Etkin Pişmanlık ve Ceza İndirimi
Yaptığı eylemden ötürü mağdur duruma düşen kişi ya da kişilerin oluşan zararlarının karşılanması, suçu işleyen kişinin olumlu yansıyan davranışları durumunda Türk Ceza Kanunu’nda bağışlama hükümleri ceza kurumu tarafından uygulanmaya başlar. Kanunda etkin pişmanlık olarak adlandırılan ve her suç tipi bakımından münhasıran öngörülen düzenlemelerin birçoğu teknik anlamda etkin pişmanlık niteliği taşımamakta belirli bir menfaat karşılığı failin ödüllendirilmesi anlamına gelmektedir.

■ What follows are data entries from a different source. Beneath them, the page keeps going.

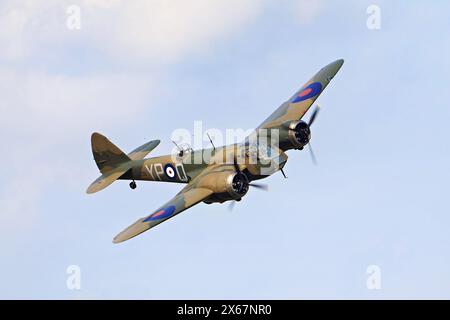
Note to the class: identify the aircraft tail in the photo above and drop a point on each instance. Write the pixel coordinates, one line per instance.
(106, 154)
(110, 160)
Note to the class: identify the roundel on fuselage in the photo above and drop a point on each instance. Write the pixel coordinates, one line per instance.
(170, 171)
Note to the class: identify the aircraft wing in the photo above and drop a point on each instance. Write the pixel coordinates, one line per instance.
(294, 108)
(188, 197)
(142, 151)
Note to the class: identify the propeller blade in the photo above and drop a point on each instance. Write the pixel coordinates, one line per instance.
(314, 115)
(236, 166)
(313, 156)
(260, 186)
(231, 205)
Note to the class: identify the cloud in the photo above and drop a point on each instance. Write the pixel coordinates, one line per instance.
(46, 107)
(307, 10)
(153, 31)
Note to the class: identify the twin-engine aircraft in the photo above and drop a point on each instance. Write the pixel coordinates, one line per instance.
(227, 172)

Etkin pişmanlık durumunda:
- Suçu işleyen kişinin soruşturma ve kovuşturma sırasında suç ortaklarını ortaya çıkarırsa,
- Suça yardım edenleri, suça azmettirenleri savcı ya da hâkime anlatırsa,
- Suçun ortaya çıkmasında ve suçluların cezalandırılmasında yardımcı olursa,
işlenen suç dolayısıyla mağdur duruma düşen kişinin zararı karşılanırsa, kişi etkin pişmanlık yasasından yararlanabilir.
Bu çerçevede etkin pişmanlıktan yararlanacak fail, suçunun olumsuz etkilerini gidermek için bir girişimde bulunmalı, failin suçtan duyduğu pişmanlık, basit bir üzülme derecesinde kalmamalı, bu pişmanlığın dış dünyaya yansıyan “etkin” bir yönü olmalıdır. Bu yönüyle mağdurun uğramış olduğu zarar tamamen giderilmiş olmalıdır.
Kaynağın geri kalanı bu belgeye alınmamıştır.